The Montpelier Ranger District area boasts approximately 400,000 acres and includes lands on part of the Cache National Forest. Dennis Duehren who is the district ranger said they sell between 3,000 and 3,500 cords of firewood every year. That translates to between 600 and 700 households that are purchasing a firewood permit.
“More than two thirds of that we sell out of a couple of vendors in Preston,” Duehren said. “And a huge percentage of those permits that are sold out of Preston are to folks south of the border.”
He said the reason people are limited to 300 feet from a road is to protect the land.

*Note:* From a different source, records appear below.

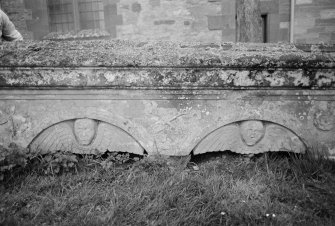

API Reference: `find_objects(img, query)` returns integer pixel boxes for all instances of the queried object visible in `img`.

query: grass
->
[0,152,335,225]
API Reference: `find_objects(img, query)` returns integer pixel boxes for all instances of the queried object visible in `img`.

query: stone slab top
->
[0,40,335,69]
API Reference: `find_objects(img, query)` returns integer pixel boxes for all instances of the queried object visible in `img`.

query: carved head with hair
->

“A high percentage of our road system is built along the little bit of flat ground along our streams,” Duehren said. “So we don’t want them driving or camping in or on our streams or too close to where there is not enough buffer to handle the erosion and runoff that occurs.”

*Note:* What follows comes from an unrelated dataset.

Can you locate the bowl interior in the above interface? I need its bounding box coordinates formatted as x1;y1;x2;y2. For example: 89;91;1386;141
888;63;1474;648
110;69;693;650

It is that very erosion that is part of the reason Cache Valley doesn’t participate in selling firewood permits.
“Having that timber cover in those riparian areas is very important to those streams,” said Jennefer Parker who is the district ranger for the Logan Ranger District of the Uinta-Wasatch-Cache National Forest. “It’s very important to add woody debris to the fish habitat and provide shade to fish habitat. Even though people might think, ‘Well, the trees are dead.’ They’re still providing a very important function so that’s one of the reasons not to have wood permits.”
She said those streams are home to many native species such as the Bonneville cutthroat trout.
“If you lose your riparian systems the water heats up and you don’t have your native species,” Parker said. “So, we want to keep our eco systems strong and healthy so our native species that have been here forever, essentially, stay around.”
She said that though they don’t sell the permits annually, they will have some free firewood locally that people can pick up once they get a letter of authorization from their office.